Вторая причина была еще прозаичнее, и Сабина, не слишком разбиравшаяся в военном искусстве, подумала именно о ней. — Аскалон? Но ведь там Сибилла с мужем. — Да, — согласился Уильям. — Магистр убежден, что... за ними стоит приглядеть. Для блага короля, регента и... — И ты ему веришь? — спросила Сабина, тоже бросая взгляд куда-то поверх его плеча и убеждаясь, что даже если их увидят, то всё равно не сумеют подслушать. — Нет. Думаю, что он хочет отвести от себя подозрения. Раймунд Триполитанский сейчас в силе, и излишнее внимание с его стороны де Ридфору ни к чему. Не удивлюсь, если наш... магистр вообще намерен затаиться до лучших времен и будет притворяться преданнейшим соратником регента, пока ветер не переменится.

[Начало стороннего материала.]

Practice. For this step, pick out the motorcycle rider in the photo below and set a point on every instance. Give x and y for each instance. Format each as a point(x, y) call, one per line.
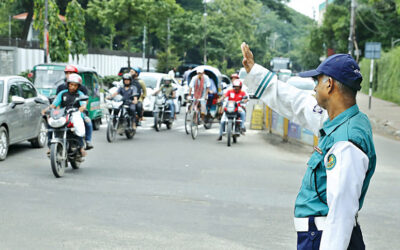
point(141, 87)
point(66, 99)
point(201, 86)
point(70, 69)
point(129, 95)
point(236, 94)
point(168, 90)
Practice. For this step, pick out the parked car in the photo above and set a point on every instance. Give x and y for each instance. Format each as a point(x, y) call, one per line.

— Насколько всё серьезно? — спросила Сабина, делая шаг вперед. Теперь тень и колонна скрывали их обоих от взглядов того, кто мог бы войти в двери Храма. Уильям почувствовал исходящий от ее волос запах жасминового масла. Заглушаемый запахом плавящегося воска, но вместе с тем отчетливый, как никогда прежде. — Балдуин тебе не говорил? — Не говорил что? — В случае смерти его племянника корона останется в руках регента, — ответил Уильям, понизив голос до едва разборчивого шепота. — Пока на Западе не решат, кому отдать Иерусалим: Сибилле или Изабелле. Такая тяжба может затянуться на годы.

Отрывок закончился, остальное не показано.